A medida que la escuchaba, la serenidad se fue adueñando de mí.

—Entonces, ¿tú crees...?

Eva creía en la multiplicidad de formas de existencia inteligente, que transcendían nuestras categorías limitativas, impuestas por unas leyes físicas en las que queríamos apoyarnos a toda costa. Pero eran unas leyes que incluso la física más avanzada estaba echando por tierra. Para ella, la existencia del Amigo nada tenía que ver con apariciones sobrenaturales de corte falsamente místico. En resumen: las visitas que recibía Daniel de aquel personaje singular podían constituir un hecho tan verificable como las que yo le hacía. La diferencia existente entre unas y otras era que las mías se podían constatar mediante procedimientos mecánicos, y las del Amigo todavía no.

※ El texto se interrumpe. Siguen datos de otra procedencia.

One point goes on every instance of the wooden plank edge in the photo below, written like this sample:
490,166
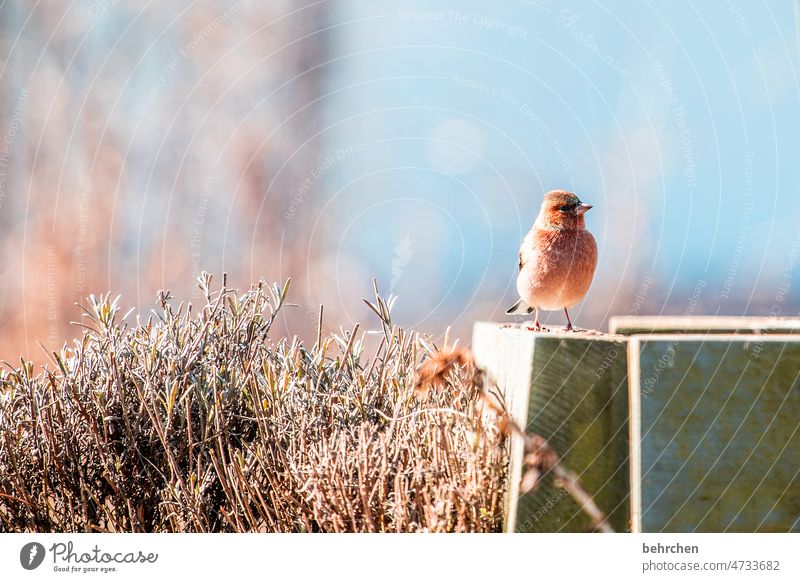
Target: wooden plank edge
697,322
635,433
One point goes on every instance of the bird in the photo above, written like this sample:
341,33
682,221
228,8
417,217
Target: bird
557,258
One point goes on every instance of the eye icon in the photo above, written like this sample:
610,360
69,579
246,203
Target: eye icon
31,555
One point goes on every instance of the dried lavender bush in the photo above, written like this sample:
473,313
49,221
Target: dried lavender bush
203,422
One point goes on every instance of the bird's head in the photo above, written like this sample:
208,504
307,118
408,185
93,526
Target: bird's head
562,210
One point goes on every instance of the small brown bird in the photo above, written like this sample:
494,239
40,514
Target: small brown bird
557,258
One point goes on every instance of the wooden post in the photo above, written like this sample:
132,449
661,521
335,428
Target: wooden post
715,439
570,388
667,324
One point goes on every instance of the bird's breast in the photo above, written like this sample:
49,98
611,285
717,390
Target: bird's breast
557,267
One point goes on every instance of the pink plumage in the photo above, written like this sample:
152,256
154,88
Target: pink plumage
557,258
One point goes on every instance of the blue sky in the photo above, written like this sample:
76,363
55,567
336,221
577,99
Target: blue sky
679,121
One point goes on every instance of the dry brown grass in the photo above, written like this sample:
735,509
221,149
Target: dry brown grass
200,421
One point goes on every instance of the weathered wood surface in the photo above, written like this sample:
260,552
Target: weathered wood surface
667,324
572,389
714,433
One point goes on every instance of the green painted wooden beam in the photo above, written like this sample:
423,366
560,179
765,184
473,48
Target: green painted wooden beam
668,324
715,433
570,388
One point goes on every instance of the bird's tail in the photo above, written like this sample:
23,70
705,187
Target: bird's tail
520,308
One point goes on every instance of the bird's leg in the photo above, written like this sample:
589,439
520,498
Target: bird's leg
569,323
536,325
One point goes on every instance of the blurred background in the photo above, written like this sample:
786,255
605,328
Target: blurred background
142,142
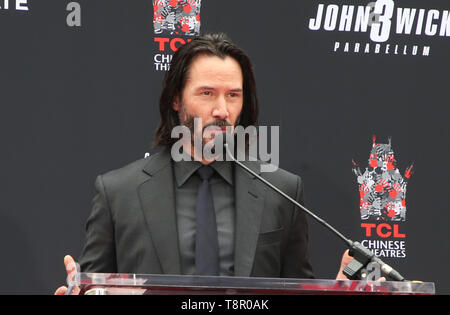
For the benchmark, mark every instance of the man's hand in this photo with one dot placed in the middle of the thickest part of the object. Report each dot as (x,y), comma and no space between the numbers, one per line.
(346,259)
(71,269)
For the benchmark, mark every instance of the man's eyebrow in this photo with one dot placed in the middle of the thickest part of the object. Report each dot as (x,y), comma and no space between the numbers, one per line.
(205,87)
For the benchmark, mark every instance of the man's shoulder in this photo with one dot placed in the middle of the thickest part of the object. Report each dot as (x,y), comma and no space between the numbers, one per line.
(281,178)
(130,174)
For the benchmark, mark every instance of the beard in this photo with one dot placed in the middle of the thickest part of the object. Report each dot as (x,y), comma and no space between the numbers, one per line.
(216,126)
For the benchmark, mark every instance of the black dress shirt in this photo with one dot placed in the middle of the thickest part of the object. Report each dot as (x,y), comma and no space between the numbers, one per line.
(186,183)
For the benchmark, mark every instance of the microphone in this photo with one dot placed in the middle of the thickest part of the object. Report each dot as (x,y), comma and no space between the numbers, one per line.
(362,255)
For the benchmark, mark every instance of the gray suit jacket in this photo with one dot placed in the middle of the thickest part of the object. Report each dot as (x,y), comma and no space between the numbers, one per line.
(132,227)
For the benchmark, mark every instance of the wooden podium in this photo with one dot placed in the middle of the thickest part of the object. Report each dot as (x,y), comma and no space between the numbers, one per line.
(138,284)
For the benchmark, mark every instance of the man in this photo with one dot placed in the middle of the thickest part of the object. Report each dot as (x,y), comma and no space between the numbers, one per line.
(145,217)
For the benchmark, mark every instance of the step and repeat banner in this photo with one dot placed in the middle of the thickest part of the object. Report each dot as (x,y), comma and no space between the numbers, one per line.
(358,89)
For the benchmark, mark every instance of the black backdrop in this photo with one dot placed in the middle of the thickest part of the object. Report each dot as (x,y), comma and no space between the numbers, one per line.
(77,101)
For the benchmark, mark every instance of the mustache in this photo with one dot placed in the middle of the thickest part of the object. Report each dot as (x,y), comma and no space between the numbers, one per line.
(218,123)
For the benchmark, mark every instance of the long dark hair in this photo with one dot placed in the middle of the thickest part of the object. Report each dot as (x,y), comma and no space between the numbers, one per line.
(175,79)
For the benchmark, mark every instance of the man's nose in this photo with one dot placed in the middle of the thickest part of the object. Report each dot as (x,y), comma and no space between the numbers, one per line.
(220,110)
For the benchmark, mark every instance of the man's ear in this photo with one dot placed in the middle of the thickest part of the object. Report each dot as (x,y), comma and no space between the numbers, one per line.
(176,104)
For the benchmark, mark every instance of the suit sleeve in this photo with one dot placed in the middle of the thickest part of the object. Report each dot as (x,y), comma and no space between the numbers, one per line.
(295,261)
(99,254)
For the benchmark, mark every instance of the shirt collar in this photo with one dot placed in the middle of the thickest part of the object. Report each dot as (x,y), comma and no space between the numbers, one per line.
(183,170)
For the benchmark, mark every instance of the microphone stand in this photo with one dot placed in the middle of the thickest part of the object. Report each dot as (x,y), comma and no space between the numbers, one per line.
(362,255)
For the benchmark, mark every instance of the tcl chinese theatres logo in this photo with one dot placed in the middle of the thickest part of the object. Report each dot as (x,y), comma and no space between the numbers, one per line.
(382,188)
(176,17)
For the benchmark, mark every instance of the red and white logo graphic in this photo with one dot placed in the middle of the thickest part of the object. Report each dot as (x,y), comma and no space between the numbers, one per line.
(176,17)
(382,195)
(382,188)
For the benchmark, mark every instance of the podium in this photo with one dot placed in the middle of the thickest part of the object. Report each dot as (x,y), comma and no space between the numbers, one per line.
(139,284)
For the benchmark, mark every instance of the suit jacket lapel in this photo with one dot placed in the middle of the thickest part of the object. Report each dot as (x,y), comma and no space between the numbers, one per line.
(249,199)
(158,204)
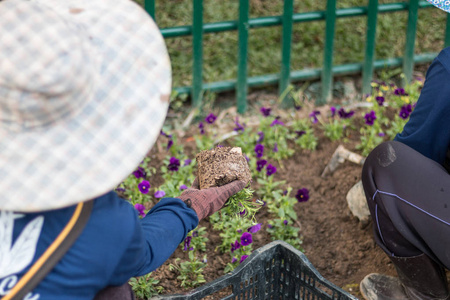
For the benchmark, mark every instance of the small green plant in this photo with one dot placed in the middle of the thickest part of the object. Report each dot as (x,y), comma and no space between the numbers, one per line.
(241,205)
(145,287)
(191,271)
(303,135)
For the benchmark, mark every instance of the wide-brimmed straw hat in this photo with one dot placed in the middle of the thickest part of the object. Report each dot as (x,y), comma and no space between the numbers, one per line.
(84,91)
(442,4)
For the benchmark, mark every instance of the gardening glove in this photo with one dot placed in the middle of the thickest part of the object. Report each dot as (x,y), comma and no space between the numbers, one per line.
(207,201)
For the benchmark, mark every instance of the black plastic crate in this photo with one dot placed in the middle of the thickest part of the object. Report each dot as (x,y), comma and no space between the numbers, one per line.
(274,271)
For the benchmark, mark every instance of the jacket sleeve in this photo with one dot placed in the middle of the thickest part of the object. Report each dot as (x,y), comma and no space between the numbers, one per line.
(428,129)
(155,238)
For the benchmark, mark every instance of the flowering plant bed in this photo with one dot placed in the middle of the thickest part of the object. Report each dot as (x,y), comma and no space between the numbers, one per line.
(287,151)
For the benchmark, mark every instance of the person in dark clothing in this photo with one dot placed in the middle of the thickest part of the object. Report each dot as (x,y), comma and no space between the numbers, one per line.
(407,186)
(84,91)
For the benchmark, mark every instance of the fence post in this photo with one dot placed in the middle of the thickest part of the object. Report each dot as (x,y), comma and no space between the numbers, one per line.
(408,58)
(243,28)
(447,32)
(149,6)
(327,72)
(372,14)
(197,49)
(285,73)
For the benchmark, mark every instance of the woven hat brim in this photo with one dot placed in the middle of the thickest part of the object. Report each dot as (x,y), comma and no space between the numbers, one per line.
(91,153)
(442,4)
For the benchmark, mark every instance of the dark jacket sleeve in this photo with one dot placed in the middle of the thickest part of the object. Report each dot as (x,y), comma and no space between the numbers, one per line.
(155,238)
(428,130)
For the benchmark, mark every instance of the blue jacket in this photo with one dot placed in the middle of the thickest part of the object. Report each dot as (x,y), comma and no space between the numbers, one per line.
(114,246)
(428,130)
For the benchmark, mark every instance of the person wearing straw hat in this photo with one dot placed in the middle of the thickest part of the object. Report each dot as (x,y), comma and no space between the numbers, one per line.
(84,91)
(407,186)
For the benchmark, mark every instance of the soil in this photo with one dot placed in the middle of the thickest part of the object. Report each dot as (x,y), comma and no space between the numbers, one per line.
(338,245)
(219,166)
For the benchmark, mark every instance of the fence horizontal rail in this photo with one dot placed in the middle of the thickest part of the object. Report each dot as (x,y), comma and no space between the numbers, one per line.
(277,20)
(306,74)
(286,20)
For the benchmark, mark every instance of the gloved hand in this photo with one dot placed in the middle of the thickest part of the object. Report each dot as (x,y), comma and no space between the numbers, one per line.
(207,201)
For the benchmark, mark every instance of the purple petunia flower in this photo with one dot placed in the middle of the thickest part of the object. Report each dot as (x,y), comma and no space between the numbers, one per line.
(254,228)
(405,111)
(187,243)
(238,127)
(246,239)
(144,186)
(344,114)
(165,134)
(243,257)
(211,118)
(260,164)
(259,150)
(265,111)
(380,100)
(201,126)
(169,144)
(313,116)
(370,118)
(276,122)
(299,133)
(261,137)
(271,169)
(139,173)
(159,194)
(400,92)
(333,111)
(174,163)
(302,195)
(235,246)
(275,147)
(140,208)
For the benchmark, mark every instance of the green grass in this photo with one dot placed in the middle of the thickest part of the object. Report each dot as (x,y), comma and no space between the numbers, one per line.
(220,49)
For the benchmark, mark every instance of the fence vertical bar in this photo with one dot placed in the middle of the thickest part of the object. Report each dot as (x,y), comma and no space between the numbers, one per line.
(447,32)
(149,6)
(408,58)
(327,75)
(243,28)
(285,73)
(372,14)
(197,47)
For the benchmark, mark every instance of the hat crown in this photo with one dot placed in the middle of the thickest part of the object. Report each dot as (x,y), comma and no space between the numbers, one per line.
(46,71)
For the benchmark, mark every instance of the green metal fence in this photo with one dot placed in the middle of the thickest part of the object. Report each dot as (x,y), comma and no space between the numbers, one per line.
(244,24)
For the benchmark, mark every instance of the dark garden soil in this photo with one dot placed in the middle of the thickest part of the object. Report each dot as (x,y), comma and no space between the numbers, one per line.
(337,244)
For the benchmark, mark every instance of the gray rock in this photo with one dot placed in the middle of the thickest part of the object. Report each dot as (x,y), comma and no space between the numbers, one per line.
(357,203)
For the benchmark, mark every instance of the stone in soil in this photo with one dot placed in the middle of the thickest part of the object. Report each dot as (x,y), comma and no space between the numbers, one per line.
(222,165)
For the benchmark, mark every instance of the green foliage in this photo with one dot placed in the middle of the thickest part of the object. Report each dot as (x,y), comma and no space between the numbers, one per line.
(191,271)
(241,205)
(304,135)
(145,287)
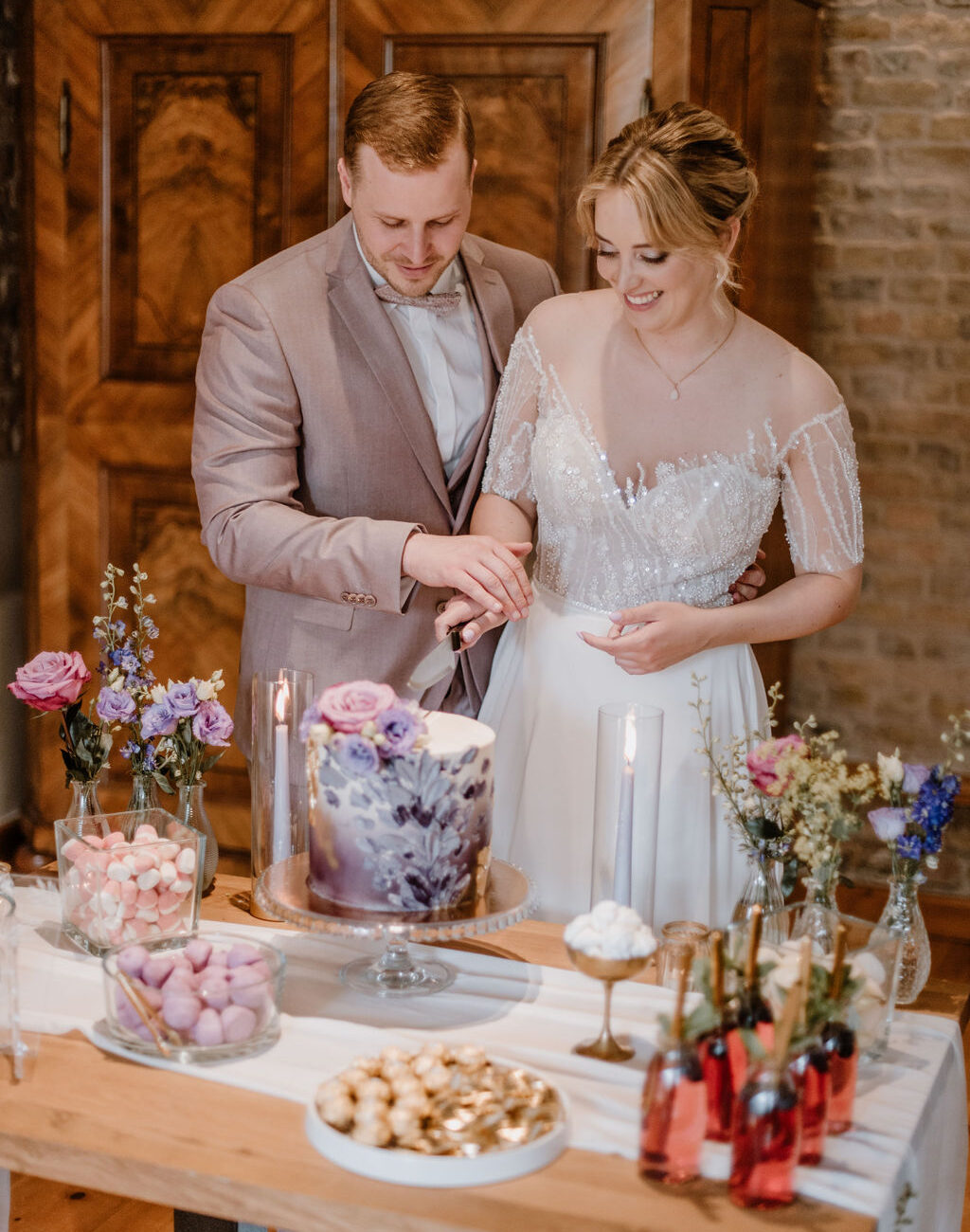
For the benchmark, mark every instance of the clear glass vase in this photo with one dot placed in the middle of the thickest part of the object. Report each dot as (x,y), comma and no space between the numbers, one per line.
(820,913)
(763,888)
(84,801)
(904,919)
(192,812)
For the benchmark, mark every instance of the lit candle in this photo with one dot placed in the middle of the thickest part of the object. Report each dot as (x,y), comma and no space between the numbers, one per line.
(621,874)
(280,777)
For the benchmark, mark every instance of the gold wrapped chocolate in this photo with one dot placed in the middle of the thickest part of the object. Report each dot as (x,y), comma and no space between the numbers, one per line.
(440,1101)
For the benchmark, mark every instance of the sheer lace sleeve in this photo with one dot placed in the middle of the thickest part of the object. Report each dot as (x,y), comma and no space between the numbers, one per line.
(509,469)
(820,496)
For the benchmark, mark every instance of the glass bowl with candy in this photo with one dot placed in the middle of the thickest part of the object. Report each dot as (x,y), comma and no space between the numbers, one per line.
(209,997)
(128,878)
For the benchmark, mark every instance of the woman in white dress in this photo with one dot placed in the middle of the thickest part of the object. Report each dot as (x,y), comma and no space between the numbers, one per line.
(642,438)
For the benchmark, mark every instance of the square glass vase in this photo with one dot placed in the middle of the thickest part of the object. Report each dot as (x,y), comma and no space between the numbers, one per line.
(871,950)
(128,878)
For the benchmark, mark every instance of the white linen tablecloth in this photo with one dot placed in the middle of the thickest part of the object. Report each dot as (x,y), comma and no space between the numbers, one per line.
(905,1157)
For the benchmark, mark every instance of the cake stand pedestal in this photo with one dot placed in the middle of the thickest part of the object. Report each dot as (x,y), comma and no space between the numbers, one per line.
(283,888)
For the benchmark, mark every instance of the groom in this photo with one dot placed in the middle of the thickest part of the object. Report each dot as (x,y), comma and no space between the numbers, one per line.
(344,406)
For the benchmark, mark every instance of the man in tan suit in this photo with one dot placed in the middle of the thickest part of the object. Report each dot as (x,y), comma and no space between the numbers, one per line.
(340,438)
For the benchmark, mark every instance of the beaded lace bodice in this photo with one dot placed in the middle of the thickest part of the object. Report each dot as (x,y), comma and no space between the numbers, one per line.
(687,533)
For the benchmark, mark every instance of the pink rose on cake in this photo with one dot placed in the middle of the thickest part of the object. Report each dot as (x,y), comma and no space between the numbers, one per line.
(363,713)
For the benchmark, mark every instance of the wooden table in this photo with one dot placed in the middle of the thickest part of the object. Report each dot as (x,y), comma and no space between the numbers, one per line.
(94,1120)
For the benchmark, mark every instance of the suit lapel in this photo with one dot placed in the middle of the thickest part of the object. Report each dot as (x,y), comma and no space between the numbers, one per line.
(352,297)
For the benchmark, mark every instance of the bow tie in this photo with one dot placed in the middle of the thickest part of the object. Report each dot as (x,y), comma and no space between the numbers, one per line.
(440,303)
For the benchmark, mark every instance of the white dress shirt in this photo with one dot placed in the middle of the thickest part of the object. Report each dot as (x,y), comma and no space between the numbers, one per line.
(446,360)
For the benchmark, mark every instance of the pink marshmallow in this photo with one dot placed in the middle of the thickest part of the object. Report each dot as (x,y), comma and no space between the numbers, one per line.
(238,1023)
(197,950)
(208,1030)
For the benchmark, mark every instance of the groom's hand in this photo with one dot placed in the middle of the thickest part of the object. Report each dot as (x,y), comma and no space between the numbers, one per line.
(481,567)
(468,616)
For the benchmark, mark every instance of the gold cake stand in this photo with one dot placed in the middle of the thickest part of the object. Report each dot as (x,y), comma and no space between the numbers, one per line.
(284,890)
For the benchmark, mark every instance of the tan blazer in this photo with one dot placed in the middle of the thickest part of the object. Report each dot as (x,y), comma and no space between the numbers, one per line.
(314,460)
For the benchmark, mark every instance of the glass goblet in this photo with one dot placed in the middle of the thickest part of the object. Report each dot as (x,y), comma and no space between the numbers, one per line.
(608,971)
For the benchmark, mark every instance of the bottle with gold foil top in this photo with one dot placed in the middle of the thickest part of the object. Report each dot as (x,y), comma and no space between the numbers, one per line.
(839,1045)
(765,1134)
(723,1054)
(753,1013)
(674,1105)
(809,1071)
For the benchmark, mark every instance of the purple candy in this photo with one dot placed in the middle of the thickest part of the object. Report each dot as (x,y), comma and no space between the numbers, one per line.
(197,951)
(181,1010)
(208,1029)
(238,1023)
(132,959)
(156,969)
(242,953)
(247,987)
(213,988)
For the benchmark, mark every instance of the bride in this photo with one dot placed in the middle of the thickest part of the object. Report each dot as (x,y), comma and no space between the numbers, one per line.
(642,438)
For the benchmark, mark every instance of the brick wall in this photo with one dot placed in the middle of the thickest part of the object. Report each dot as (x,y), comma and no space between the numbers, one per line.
(891,323)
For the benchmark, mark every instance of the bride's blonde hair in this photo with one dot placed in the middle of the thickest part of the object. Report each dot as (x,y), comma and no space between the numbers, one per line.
(687,172)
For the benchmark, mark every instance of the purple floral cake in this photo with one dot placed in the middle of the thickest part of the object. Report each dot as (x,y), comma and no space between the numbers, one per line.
(400,802)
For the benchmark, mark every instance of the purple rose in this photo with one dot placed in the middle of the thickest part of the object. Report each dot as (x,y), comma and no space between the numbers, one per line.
(888,824)
(356,754)
(52,680)
(159,719)
(182,698)
(400,728)
(348,707)
(913,776)
(212,723)
(116,706)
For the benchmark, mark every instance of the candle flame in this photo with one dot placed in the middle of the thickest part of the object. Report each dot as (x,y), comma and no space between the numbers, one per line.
(282,701)
(629,742)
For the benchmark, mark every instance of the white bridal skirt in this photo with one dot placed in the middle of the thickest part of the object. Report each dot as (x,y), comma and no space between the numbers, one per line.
(543,701)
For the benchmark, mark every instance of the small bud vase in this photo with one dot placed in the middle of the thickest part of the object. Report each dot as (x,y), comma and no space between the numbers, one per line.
(84,801)
(763,887)
(191,811)
(904,919)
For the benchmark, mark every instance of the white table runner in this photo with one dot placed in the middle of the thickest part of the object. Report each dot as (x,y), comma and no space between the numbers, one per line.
(904,1158)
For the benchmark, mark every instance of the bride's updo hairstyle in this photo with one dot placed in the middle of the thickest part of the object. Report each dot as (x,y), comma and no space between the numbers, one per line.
(689,175)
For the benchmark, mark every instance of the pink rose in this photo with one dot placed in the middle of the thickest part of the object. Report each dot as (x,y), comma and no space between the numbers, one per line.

Eva me preguntó si pensaba seguir visitando la finca de los Gaya.

—Estoy decidido. Quiero saber en qué parará todo esto —le respondí.

—Pero supongo que no tendrás ocasión de asistir a ninguna de las entrevistas que mantiene Daniel con ese personaje.

—No, claro que no. Parece ser que el Amigo accedió a que el muchacho me relatara sus encuentros, pero sólo se presenta ante él.

—La inocencia, Pablo, la inocencia. Nosotros la hemos perdido hace tiempo —alegó Eva—. Claro que también podríamos hablar de distintos niveles de percepción. Los nuestros parece que están un poco oxidados.

—Tal vez estés en lo cierto. De todos modos, creo que he tenido bastante suerte.

—Yo diría que eres un privilegiado. Una experiencia de este tipo no es cosa de todos los días.

Estaba de acuerdo con Eva. Ahora me alegraba de haberla convertido en mi confidente. Se lo dije así.

—Bueno, ya sabes que un buen psicólogo necesita siempre de otro; aunque sólo sea como punto de referencia —dijo, medio en broma medio en serio. Nos despedimos, tras prometerle que la tendría al corriente de lo que pasase. Pero quise reservarme un secreto personal: la presencia de aquella vaga sombra que no quería abandonarme de momento.

Regresé a casa en un estado de casi felicidad. La conversación con Eva me había estimulado mucho más de lo que esperaba, borrando múltiples dudas y abriéndome a una nueva forma de comprensión. Recordé las sabias palabras de un autor al que respetaba: «En este mundo todo posee un significado oculto. Hombres, animales, plantas y estrellas; todos constituyen un jeroglífico».